Слова эхом раздаются в моих ушах: «Лучше, чем это». Лучше, чем что? Чем кто?

***

Во время обеда я скрываюсь в женском туалете, чтобы мне не пришлось ни с кем говорить. И, конечно же, там, перед зеркалом, стоит Женевьева и наносит легкими мазками бальзам для губ. Ее взгляд встречается в зеркале с моим.

– Приветик. – То, как она произносит – приветик. Настолько самодовольно, настолько уверенно в себе.

– Это была ты? – Мой голос отдается эхом от стен. 

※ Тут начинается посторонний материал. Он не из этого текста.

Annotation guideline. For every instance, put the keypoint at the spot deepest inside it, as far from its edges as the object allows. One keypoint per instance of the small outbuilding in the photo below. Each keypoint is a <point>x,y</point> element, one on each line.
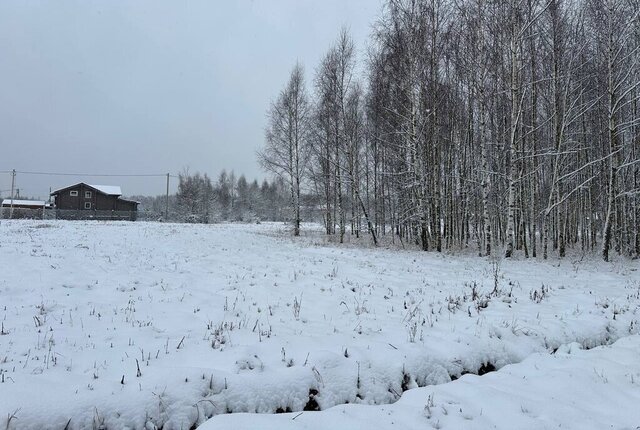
<point>24,209</point>
<point>84,201</point>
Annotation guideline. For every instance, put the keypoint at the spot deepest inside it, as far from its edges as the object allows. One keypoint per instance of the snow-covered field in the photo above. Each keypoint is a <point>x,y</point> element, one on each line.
<point>146,325</point>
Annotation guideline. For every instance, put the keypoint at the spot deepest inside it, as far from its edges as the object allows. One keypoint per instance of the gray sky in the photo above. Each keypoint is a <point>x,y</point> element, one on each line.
<point>152,86</point>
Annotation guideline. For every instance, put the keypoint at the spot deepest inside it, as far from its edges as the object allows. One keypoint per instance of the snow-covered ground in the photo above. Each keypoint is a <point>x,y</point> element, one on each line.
<point>145,325</point>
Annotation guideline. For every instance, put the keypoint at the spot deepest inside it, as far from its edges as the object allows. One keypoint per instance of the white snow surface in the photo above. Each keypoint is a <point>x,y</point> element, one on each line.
<point>235,319</point>
<point>573,389</point>
<point>16,202</point>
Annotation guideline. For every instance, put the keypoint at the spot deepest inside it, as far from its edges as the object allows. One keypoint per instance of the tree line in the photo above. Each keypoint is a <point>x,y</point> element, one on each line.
<point>199,199</point>
<point>505,126</point>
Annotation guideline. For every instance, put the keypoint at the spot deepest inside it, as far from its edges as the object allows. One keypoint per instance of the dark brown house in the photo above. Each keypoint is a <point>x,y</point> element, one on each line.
<point>84,201</point>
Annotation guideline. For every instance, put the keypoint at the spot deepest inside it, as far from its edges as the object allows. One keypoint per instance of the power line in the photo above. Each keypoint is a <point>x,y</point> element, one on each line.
<point>157,175</point>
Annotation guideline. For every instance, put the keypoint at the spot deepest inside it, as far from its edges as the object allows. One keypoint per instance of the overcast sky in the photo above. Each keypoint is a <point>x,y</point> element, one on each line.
<point>152,86</point>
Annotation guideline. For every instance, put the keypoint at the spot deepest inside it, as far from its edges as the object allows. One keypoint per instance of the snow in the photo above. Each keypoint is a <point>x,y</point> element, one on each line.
<point>16,202</point>
<point>228,319</point>
<point>573,389</point>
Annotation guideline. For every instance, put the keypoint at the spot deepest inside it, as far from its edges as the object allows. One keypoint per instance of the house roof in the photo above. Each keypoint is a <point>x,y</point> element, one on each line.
<point>110,190</point>
<point>34,203</point>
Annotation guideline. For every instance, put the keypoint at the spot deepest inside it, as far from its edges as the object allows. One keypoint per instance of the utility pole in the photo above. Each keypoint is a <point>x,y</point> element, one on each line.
<point>13,183</point>
<point>166,202</point>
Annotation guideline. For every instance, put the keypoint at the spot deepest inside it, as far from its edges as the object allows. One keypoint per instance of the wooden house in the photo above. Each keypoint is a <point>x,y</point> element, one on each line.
<point>84,201</point>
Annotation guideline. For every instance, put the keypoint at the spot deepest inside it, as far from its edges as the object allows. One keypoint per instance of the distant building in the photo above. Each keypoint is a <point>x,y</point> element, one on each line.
<point>84,201</point>
<point>31,209</point>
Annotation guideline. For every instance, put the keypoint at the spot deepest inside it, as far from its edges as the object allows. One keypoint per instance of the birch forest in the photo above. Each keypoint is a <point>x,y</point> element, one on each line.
<point>506,127</point>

Рука Женевьевы застывает. Затем она приходит в себя, и закручивает обратно верх бальзама для губ.

– Что я?

– Ты отправила то видео Anonybitch?

– Нет, – насмехается она. Ее рот изгибается вправо, крохотное подергивание. И в этот момент я понимаю, что она лжет. Я много раз видела, как она лгала матери, и знаю, что ее выдает. Но даже несмотря на то, что я подозревала это, а может даже в глубине души была уверена в этом, от этого подтверждения у меня перехватывает дыхание.

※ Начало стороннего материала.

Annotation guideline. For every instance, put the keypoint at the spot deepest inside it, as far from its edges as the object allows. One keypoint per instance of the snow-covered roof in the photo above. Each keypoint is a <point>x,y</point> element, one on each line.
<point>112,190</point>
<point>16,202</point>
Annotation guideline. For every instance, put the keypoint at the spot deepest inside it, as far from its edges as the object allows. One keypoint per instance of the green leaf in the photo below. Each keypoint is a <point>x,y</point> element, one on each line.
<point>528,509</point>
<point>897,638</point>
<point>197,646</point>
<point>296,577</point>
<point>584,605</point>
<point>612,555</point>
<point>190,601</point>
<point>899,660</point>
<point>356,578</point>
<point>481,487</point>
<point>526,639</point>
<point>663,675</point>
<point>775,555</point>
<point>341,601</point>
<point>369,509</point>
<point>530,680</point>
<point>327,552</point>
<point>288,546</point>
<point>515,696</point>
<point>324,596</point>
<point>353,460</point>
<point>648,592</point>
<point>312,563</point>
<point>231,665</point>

– Я знаю, что мы больше не друзья, но мы были ими. Ты знаешь моих сестер, моего папу. Ты знаешь меня. И ты знала, как сильно это меня ранит. – Я сжимаю кулаки, чтобы удержаться от слез. – Как ты могла такое сделать?

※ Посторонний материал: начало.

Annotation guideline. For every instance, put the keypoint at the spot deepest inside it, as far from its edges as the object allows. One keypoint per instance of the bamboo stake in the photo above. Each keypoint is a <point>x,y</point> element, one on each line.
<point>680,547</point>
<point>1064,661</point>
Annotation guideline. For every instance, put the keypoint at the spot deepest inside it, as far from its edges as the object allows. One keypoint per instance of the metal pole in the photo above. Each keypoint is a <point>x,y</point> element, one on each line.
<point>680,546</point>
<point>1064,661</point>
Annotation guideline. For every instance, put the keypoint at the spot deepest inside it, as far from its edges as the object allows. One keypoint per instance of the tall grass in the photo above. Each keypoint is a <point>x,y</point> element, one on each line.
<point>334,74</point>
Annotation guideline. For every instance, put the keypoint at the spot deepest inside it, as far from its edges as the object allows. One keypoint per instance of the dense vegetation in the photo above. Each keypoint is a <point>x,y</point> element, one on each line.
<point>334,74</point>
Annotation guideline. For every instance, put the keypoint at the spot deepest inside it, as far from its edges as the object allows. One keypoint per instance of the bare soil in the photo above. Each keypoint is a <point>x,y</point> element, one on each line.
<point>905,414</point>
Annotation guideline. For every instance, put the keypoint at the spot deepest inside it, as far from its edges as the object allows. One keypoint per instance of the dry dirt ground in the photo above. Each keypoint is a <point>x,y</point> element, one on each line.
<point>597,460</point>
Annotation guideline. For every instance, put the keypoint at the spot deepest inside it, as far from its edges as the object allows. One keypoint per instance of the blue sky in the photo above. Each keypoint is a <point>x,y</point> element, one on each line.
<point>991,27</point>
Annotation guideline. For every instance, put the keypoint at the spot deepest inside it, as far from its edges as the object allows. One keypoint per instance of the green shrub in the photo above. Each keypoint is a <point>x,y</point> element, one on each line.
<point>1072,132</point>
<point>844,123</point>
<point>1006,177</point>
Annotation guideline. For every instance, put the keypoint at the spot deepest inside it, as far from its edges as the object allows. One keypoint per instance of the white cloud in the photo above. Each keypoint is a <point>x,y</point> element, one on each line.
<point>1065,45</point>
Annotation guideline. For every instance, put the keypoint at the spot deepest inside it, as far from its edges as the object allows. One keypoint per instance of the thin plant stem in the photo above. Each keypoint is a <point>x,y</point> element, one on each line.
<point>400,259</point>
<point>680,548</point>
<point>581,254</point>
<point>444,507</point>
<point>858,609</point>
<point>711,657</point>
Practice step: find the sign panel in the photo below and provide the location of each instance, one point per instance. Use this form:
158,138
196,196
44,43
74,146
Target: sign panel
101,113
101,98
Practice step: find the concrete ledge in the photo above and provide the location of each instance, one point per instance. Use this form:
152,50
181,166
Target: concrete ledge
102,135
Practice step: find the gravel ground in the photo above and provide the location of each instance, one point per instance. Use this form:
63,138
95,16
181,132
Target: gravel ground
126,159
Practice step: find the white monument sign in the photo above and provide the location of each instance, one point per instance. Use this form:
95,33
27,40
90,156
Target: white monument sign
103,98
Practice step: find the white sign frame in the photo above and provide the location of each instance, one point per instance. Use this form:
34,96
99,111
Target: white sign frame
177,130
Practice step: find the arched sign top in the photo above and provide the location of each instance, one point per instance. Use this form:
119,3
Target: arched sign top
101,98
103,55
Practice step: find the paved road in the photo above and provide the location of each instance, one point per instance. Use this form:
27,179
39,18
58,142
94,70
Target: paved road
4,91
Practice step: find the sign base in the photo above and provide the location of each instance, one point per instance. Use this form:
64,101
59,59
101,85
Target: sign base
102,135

– Лара Джин, мне жаль, что это случилось с тобой, но честно, это была не я. – Она пожимает плечами с псевдосочувствием, и вот опять – уголок ее рта изгибается вверх.

– Это была ты. Я это знаю. Как только Питер узнает…

Она приподнимает одну бровь.

– Он что? Надерет мне задницу?

Я настолько зла, что у меня трясутся руки.

– Нет, потому что ты девушка. Но он также тебя не простит. Я рада, что ты это сделала, если это докажет ему, какой ты человек на самом деле.

– Он точно знает, какой я человек. И знаешь что? Он все еще любит меня, сильнее, чем ты когда-либо будешь ему нравиться. Увидишь. – С этими словами она разворачивается на каблуках и уходит. 

И вот тогда меня осеняет. Она ревнует. Ко мне. Ей невыносимо, что Питер со мной, а не с ней. Что ж, она только что сыграла саму себя, поскольку когда Питер узнает, что она – та, кто сделал это с нами, он никогда больше не посмотрит на нее так, как прежде.

***

По окончании уроков я мчусь на парковку, где Питер с включенным обогревом ждет меня в своей машине. Как только я открываю дверцу со стороны пассажирского сиденья, то задыхаясь, выпаливаю:

– Это была Женевьева! – Я забираюсь внутрь. – Это она отправила видео Anonybitch. Она только что мне призналась!

Он серьезно спрашивает меня:

– Она сказала, что сняла видео? Она произнесла именно эти слова?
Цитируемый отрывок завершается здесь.